BISHOP’S STORTFORD SOUTH

I am writing on behalf of the Civic Federation about a planning application which is reported to have been submitted by Countryside Properties for the development of the whole of a site south of Whittington Way, which is described by them as Bishop’s Stortford South (BSS). At the time of writing, I have not found anything on the Council’s planning website to suggest that the application has been validated.

Although the Draft District Plan proposed that the site should be removed from the Green Belt and allocated for development, the Secretary of State has issued a holding direction preventing East Herts Council from taking any steps towards adopting the Plan while he considers representations made, by the Civic Federation among others, about its soundness. The representations that we have seen focus on whether the Inspector has correctly interpreted the guidance in the applicable NPPF about the circumstances in which Green Belt boundaries should be altered and we have highlighted BSS as a particular example which we feel the Secretary of State should re-examine.

We also note that on 20 September 2018, the ONS published new projections of household formation which for East Herts are nearly 14% lower than the figures on which the Inspector would have relied in reaching her conclusions about the Objectively Assessed Housing Need for the District, which also calls into question the judgment she has made about the sacrifice of Green Belt land for housing.

In these circumstances, we believe it would be most unwise for the Council to place any weight on the Draft District Plan in assessing this application. The relevant policies against which it should be judged are those which have been saved from the previous Local Plan, adopted in 2007. In the case of BSS, the site is within the Green Belt and therefore protected from any development other than the normal exceptions set out in the NPPF. Its Green Belt status was reviewed as recently as 2012 when the Secretary of State concluded that there were no special or exceptional circumstances which would outweigh the harm to the Green Belt which would be caused by developing only part of the site.

While the site remains in the Green Belt a proposal to develop the whole of it would therefore be even more inappropriate than the schools’ relocation proposal which was turned down on appeal.
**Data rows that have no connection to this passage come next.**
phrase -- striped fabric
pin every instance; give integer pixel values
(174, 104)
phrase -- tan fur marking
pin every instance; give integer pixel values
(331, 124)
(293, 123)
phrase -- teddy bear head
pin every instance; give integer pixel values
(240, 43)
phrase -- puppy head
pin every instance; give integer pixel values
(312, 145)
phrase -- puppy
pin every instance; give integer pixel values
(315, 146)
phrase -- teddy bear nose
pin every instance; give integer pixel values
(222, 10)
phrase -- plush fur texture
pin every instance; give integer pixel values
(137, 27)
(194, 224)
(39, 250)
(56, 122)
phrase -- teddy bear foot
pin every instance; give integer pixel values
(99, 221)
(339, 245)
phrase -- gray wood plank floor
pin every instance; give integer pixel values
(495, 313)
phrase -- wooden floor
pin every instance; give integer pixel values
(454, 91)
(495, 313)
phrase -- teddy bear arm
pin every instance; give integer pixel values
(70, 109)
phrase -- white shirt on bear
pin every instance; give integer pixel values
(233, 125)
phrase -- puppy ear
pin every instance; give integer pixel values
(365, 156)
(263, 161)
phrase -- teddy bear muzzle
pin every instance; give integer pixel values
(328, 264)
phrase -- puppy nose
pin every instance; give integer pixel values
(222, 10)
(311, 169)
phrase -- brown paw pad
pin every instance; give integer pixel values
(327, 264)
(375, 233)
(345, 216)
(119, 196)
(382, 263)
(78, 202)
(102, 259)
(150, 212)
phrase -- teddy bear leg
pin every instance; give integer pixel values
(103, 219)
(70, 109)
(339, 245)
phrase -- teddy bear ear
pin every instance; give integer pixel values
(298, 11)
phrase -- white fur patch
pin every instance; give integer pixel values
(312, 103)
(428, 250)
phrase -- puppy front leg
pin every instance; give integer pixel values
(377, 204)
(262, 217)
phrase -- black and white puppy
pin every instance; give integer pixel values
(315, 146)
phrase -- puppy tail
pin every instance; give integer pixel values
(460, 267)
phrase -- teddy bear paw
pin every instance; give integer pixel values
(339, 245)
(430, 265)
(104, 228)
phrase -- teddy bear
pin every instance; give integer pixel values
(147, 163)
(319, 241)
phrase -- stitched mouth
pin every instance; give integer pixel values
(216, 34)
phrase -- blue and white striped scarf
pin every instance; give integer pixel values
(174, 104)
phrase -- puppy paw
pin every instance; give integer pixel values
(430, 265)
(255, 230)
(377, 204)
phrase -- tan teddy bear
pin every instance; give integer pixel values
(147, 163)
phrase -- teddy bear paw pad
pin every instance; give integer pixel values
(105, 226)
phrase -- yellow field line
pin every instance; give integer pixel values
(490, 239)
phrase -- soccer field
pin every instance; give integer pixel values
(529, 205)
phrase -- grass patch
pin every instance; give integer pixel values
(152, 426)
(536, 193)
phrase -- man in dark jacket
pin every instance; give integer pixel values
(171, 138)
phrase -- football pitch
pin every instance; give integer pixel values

We therefore trust that if Countryside Properties are seeking an early determination of their application the Council will agree with us that the only course of action open to it is to refuse permission.

If in due course the Secretary of State were to conclude that the Council could adopt the Draft District Plan with BSS removed from the Green Belt, then the Civic Federation would wish to comment on the substance of the application, assuming that Countryside Properties still wished to pursue it. I trust that we would be given the opportunity to do so and would be grateful if you could advise me of the time when it would be open to us to make those representations.